В конце-то концов он не худший из сыновей, любит мать, но она не понимает: он вырос, ему неинтересно слушать про большую очередь за венгерскими яблоками и о хворях соседки по этажу. Надоело слушать, что музыка раньше была душевнее, а фильмы интереснее. Очень неловко, если она пускается в такие рассуждения при его друзьях, — он чувствует их молчаливые насмешки. Давно мать была другой, нарядной, приятно пахнущей духами женщиной. Он любил разговаривать с ней, узнавая всегда что-то новое. Та женщина осталась в далёком детстве, появилась другая, в бесформенном халате, изношенных меховых шлёпанцах.
Время необратимо, оно диктует человеку поведение, одно поколение полностью не принимает мышление другого. Может, он в чём-то и виноват, хотя бы в том, что больше не порадовал цветами, но… Чёрт возьми, как же приходится сдерживать раздражение, чтобы не нахамить старой женщине! Она часто теперь сидит застыв, и молчание начинает тяготить его. Лучше бы по-прежнему ворчала и рассказывала о хворях соседки! Вчерашней ночью он заглянул к ней в комнату. Мать сидела в темноте у окна.

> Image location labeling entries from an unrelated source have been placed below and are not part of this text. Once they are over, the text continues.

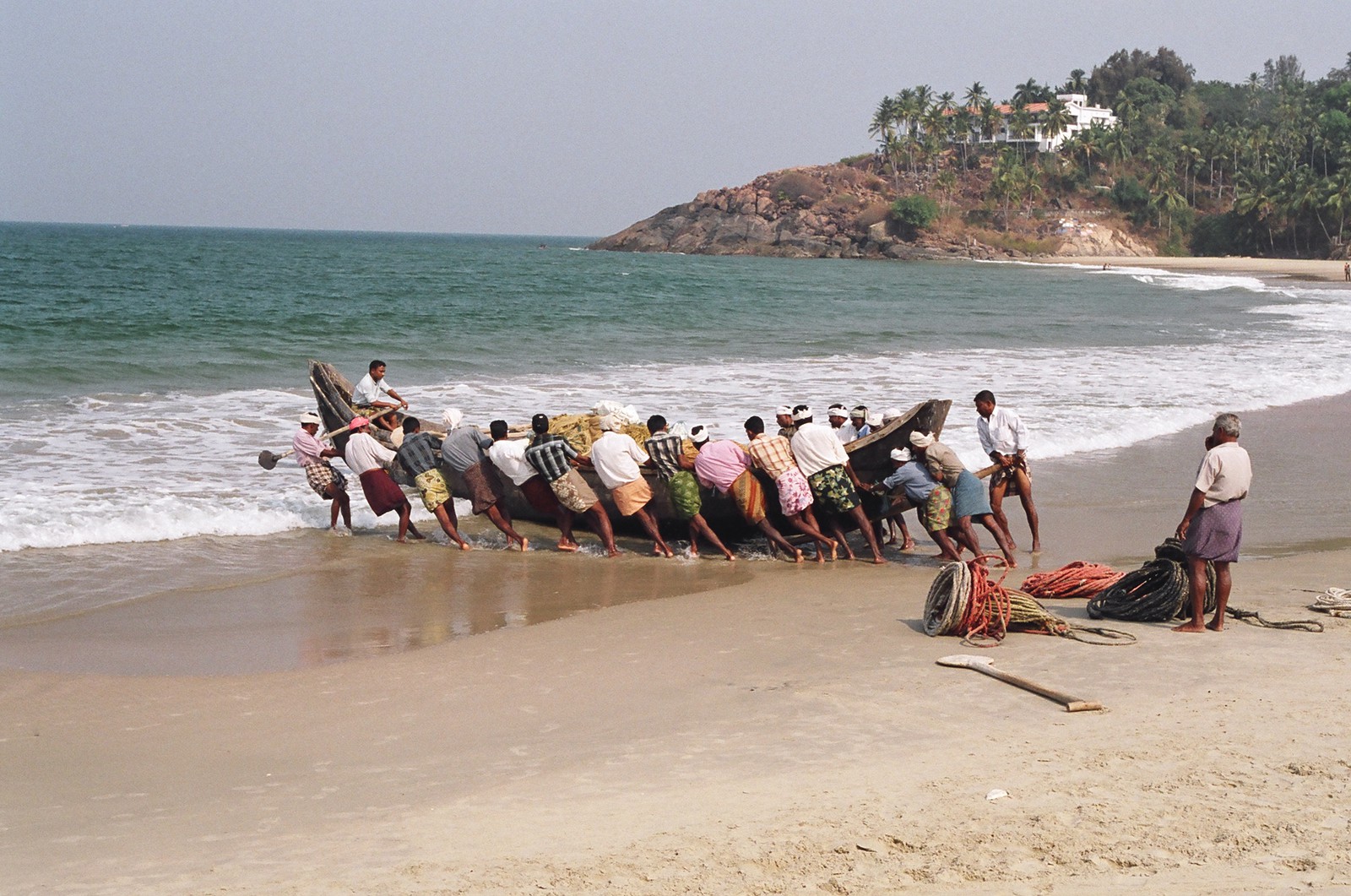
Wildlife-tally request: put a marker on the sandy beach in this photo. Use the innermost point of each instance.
(711, 727)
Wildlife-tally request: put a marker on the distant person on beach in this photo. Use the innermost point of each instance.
(554, 459)
(463, 452)
(1004, 438)
(774, 456)
(673, 459)
(508, 456)
(1213, 524)
(321, 475)
(724, 465)
(373, 395)
(618, 459)
(824, 463)
(418, 454)
(969, 500)
(368, 459)
(930, 497)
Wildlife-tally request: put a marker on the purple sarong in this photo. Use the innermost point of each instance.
(1215, 533)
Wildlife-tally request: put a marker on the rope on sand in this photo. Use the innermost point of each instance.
(965, 601)
(1080, 578)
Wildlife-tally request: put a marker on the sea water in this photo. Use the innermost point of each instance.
(146, 368)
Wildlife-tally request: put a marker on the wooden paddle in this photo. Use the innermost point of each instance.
(267, 459)
(986, 666)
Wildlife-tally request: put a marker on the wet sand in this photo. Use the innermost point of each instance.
(738, 727)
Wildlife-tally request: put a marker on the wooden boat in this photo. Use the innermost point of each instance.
(869, 456)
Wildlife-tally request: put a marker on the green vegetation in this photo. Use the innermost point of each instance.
(1258, 168)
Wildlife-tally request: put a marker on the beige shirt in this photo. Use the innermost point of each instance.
(1226, 475)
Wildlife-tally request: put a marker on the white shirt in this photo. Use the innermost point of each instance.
(616, 457)
(817, 448)
(508, 456)
(368, 391)
(364, 453)
(1003, 432)
(1226, 475)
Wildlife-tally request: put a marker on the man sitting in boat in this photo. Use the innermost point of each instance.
(463, 452)
(373, 395)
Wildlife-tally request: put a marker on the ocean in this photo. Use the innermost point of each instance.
(148, 367)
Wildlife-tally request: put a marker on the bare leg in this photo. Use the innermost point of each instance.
(1222, 594)
(600, 519)
(1196, 572)
(1024, 490)
(869, 534)
(503, 524)
(648, 524)
(448, 524)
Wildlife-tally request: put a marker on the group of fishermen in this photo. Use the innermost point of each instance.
(806, 461)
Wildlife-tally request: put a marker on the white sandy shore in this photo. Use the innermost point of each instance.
(781, 734)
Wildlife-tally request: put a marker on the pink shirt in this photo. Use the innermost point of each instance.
(720, 463)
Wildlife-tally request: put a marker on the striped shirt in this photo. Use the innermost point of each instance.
(772, 453)
(549, 454)
(665, 450)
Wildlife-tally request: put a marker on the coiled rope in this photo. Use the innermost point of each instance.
(1080, 578)
(963, 601)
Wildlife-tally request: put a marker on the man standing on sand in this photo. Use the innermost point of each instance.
(321, 475)
(616, 459)
(373, 395)
(463, 452)
(726, 466)
(673, 459)
(554, 459)
(1213, 526)
(418, 456)
(1004, 438)
(508, 456)
(824, 463)
(368, 459)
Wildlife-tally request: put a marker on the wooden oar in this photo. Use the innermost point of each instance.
(986, 666)
(267, 459)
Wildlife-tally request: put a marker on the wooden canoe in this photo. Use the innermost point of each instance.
(869, 456)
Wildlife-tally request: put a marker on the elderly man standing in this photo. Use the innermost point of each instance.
(368, 459)
(1213, 524)
(321, 475)
(673, 459)
(824, 463)
(554, 459)
(616, 459)
(463, 452)
(1004, 438)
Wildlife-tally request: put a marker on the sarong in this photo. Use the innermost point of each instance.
(540, 495)
(1008, 477)
(484, 486)
(969, 497)
(573, 492)
(686, 497)
(322, 475)
(834, 490)
(936, 513)
(382, 492)
(795, 495)
(434, 490)
(632, 497)
(750, 497)
(1215, 533)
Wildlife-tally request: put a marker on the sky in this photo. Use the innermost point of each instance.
(517, 117)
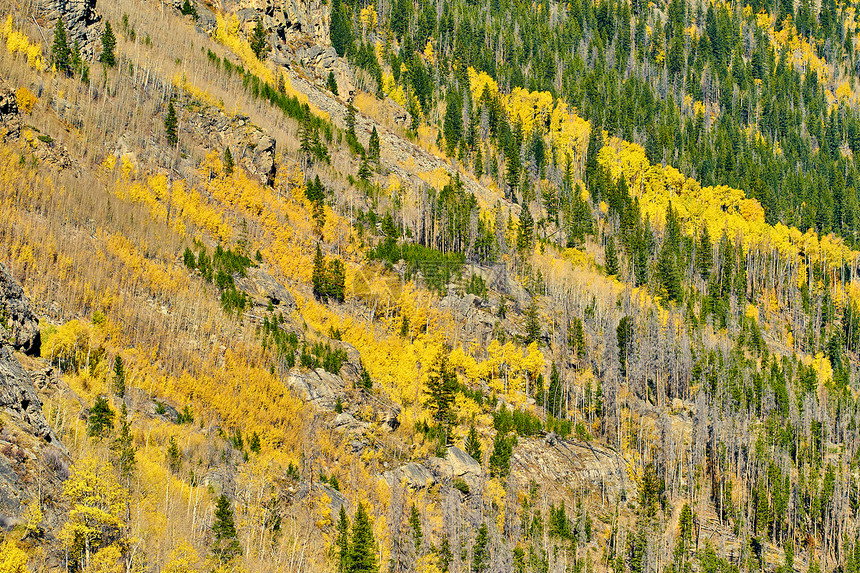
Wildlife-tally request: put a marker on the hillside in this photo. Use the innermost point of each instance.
(307, 286)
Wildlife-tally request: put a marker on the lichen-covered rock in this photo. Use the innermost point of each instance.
(81, 20)
(16, 316)
(10, 118)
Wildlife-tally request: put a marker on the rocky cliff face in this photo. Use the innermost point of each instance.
(286, 19)
(18, 325)
(33, 461)
(80, 19)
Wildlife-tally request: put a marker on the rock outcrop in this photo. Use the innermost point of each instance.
(17, 321)
(10, 118)
(80, 20)
(28, 445)
(286, 20)
(251, 148)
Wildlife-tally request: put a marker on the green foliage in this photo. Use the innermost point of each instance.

— Почему ты не спишь? — спросил он.
— Мне это не нужно.
— Что за глупости? Ложись, уснёшь.
Она тут же послушно легла. В открытых глазах не было сонливости.
Юрчик оделся и умылся. Мать была на кухне. Неподвижное лицо её, закаменев, было обращено к стене, а руки с невероятным проворством освобождали от кожуры картошку — несколько неуловимых движений, и очищенная картофелина летела в кастрюлю с водой.
«Глупая спешка!» — подумал Юрчик и мягко попросил:
— Поджарь яиц.
На шипящую маслом сковороду вылилось пяток яиц, белки, поджариваясь, зарумянели по краям, кружочки желтков вспучились. И тут мать совершила непредвиденное: голыми руками взяла раскалённую сковороду и поставила на стол.
— Ты с ума сошла?! — испугался Юрчик. — Покажи руки!
Мать послушно протянула к нему ладони. На них не было признаков ожога.